Non aveva ancora aperto le palpebre e io ne approfittai per accostarmi ancora di più..eravamo troppo vicini, più del dovuto.  Il suo respiro accelerò.
- Mi dispiace, sono molto maleducato, lo so. Ma è meglio così. Davvero-. Le mie braccia si sporsero in avanti appoggiandosi sul banco e bloccandole ogni movimento. I miei polsi sfioravano il suo bacino che aderiva al banco. Il suo odore mi stava facendo impazzire. Non sembrò darle fastidio.
- Non capisco che vuoi dire-. Questa volta puntò i suoi occhi nocciola dritti nei miei.
-E’ meglio se non diventiamo amici..-. “Bravo, complimenti. Ma guarda come le stai vicino”. – Fidati-. Tutto doveva fare tranne che fidarsi di me, sperai che lo capisse.
- Peccato che tu non te ne sia reso conto prima- Mormorò fissandomi con astio – non avresti avuto nulla di cui rimproverarti..-.
Corrugai le sopracciglia. Qualcosa ancora una volta mi stava sfuggendo, dove voleva arrivare? Mi spostai di scatto continuando a fissarla. – Rimproverami?- Dissi sorpreso – Rimproverarmi di cosa?-.
- Di non aver lasciato semplicemente che quel furgone mi spiaccicasse-.
Persi il controllo. Lei pensava che io.. io.. mi fossi pentito di averle salvato la vita? Mai.. forse era la cosa migliore che avessi mai fatto. Volevo afferrarle il viso e portare le mie labbra sulle sue, per farle capire quanto mi fossi pentito di averlo fatto. Era l’amore della mia vita, di tutta la mia non-esistenza. Io..
- Vuoi dire che pensi mi sia pentito di averti salvato la vita?-. Ringhiai arrabbiato facendole spalancare gli occhi stupita. Si sporse verso di me sfidandomi.
- Non penso. Lo so-.
Ancora una scossa di desiderio mi attraversò il corpo. La adoravo e lei non poteva credere che io la odiassi. “Stupido, l’hai ignorata. Cosa pensavi che credesse?”. Strinsi i denti e la fissai impazzito.

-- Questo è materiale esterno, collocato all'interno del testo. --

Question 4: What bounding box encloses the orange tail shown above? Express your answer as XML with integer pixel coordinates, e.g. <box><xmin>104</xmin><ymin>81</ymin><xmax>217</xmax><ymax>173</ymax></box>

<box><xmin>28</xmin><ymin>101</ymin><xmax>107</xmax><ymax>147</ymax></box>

- Tu non sai niente..-. Sbottai gridando facendola voltare spaventata. Raccolse di fretta tutti i libri e si mosse veloce per allontanarsi da me.
“ No, piccolo Bambi.. ti prego, io..”.
Inciampò di colpo sul piede di un banco e i libri le caddero a terra in una massa indistinta. La vidi mordersi il labbro inferiore e maledirsi. “Come sei comica amore mio”. Mi avvicinai inginocchiandomi con lei e impilai perfettamente tutte le sue cose.
- Grazie..-. Sibilò gelida quando gliele porsi.
- Prego..-. Risposi imperscrutabile. “Piccola..”. Si alzò voltandomi le spalle e scappando via. Io mi appoggiai allo stipite della porta osservandola perso “Non voglio che tu pensi questo di me”.